The ability to speak or converse is often taken for granted by people who remain oblivious to the privileges that come from their birth. The notion that the mere ability to speak, openly, in front of masses of people can be emancipatory is not something that is easily understood by the privileged. The liberty to speak up was exclusively an upper-caste male privilege for over a millenia. Suppression of dissent was customary. A Dalit consuming knowledge or getting a education would have served as a direct threat to ‘Brahminical Superiority’. It was important to the ruling class that his ‘subordinates’ depended on him, financially and socially. This system made it almost impossible for for the voices of the Dalit woman to be heard. This also makes it pertinent that modern understandings of caste-Hindu society include the rare voices of the subaltern.


While accounts of misogynistic practices in upper-caste Hindu societies are limited, early accounts from female Dalit writers are even more scarce. After all, the Dalit woman’s sufferings are seldom matched by other people in Hindu society, as they are forced to deal with a different form of brutality within and outside their homes. Political scientist Gopal Guru says that even the early Dalit liberation movements before the rise of Ambedkar were a ‘male-dominated landscape’. Dalit women at the time were usually employed as performers in erotic plays and dances, the audiences for which were usually upper-caste men.

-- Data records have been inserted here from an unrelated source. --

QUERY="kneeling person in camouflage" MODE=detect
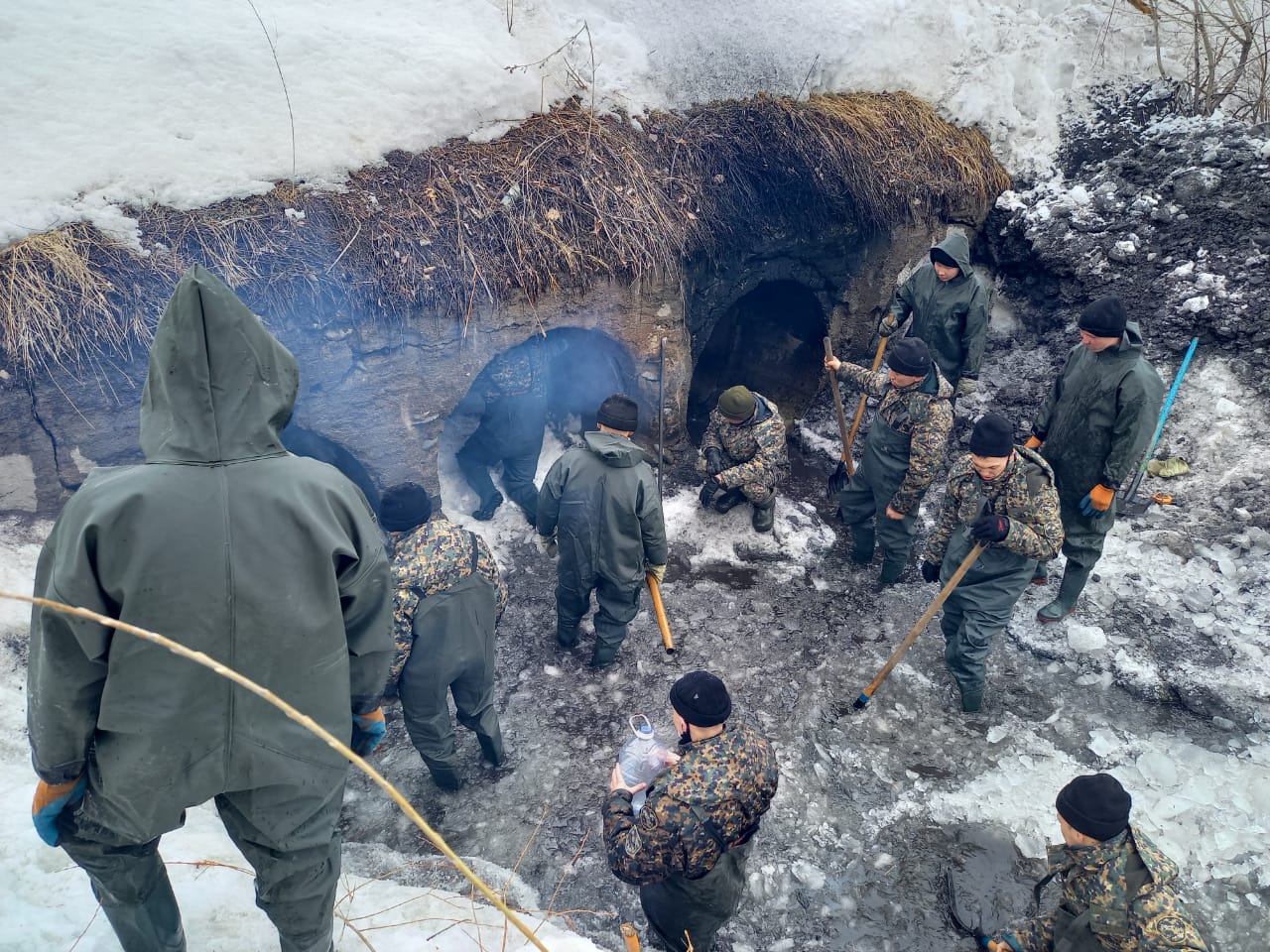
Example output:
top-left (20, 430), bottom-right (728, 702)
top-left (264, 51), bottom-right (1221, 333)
top-left (380, 482), bottom-right (507, 789)
top-left (988, 774), bottom-right (1207, 952)
top-left (600, 671), bottom-right (780, 952)
top-left (825, 337), bottom-right (952, 586)
top-left (699, 385), bottom-right (789, 532)
top-left (922, 414), bottom-right (1063, 712)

Ambedkar appealed to his fellow-person to give up such professions, citing that they were sexually exploitative and humiliating. Guru argues that this did, however, prohibit women from gaining the only form of visibility they had access to. But, post-Ambedkar women did find cultural methods to garner public visibility.


In 1956, a few months before his demise, Ambedkar converted to Buddhism, making a statement regarding the plight of the Dalits in caste-Hindu society. He urged people belonging to his caste, as well as others to publicly denounce Hinduism. But even though a large number of Dalits converted to Buddhism, and a lot of the traditional customs boycotted, this did not prevent Dalit families from reinforcing rituals which sought to constrain and restrict women’s freedom. Urmila Pawar’s Weave of my Life: A Dalit Woman’s Memoirs provides details on several such instances. Upper-caste patriarchy percolated through the social hierarchy so effectively that even boycotting the religion could not rid women of the horrors they faced. However, on the whole though, one would argue that Dalit women were not treated with the same level of exclusion that Brahman women were.


All of these stories give rise to a fundamental question. Did anyone actually oppose these discriminatory practices? Definitely, everyone did not just accept the state of oppression as their reality. Right?


The rise of Lingayatism in Karnataka during the Bhakti movement is important in this discussion. Basava, otherwise known as Basavanna was a Lingayat saint who rejected temple worship, and Brahmanical rituals. His philosophy advocated against gender, caste or class based discrimination. However, over time, Sanskritization of Lingayatism has meant that a lot of the original ideas advocated by Basavanna have been replaced by Brahmanism. The idea that Lingayatism rejects the caste system and other forms of social discrimination has often been used as a justification by several prominent Lingayats to lobby for the cause of identifying Lingayatism as a separate religion.


But despite attempts made by several saints and philosophers from within the Hindu fold, the social structure instituted by the Hindu upper caste made dissent or opposition almost impossible. The rigid set of rules enabled and legalised a form of despotism that would not face large scale retaliation until well into the 20th century. The efficiency of this system has ensured that the impact is explicitly visible even today, with instances of motivated violence against women and Dalits still a common occurrence. Perhaps, we will live to see the day when the atrocities of the system are widely acknowledged by people who still ensure its existence. Perhaps not.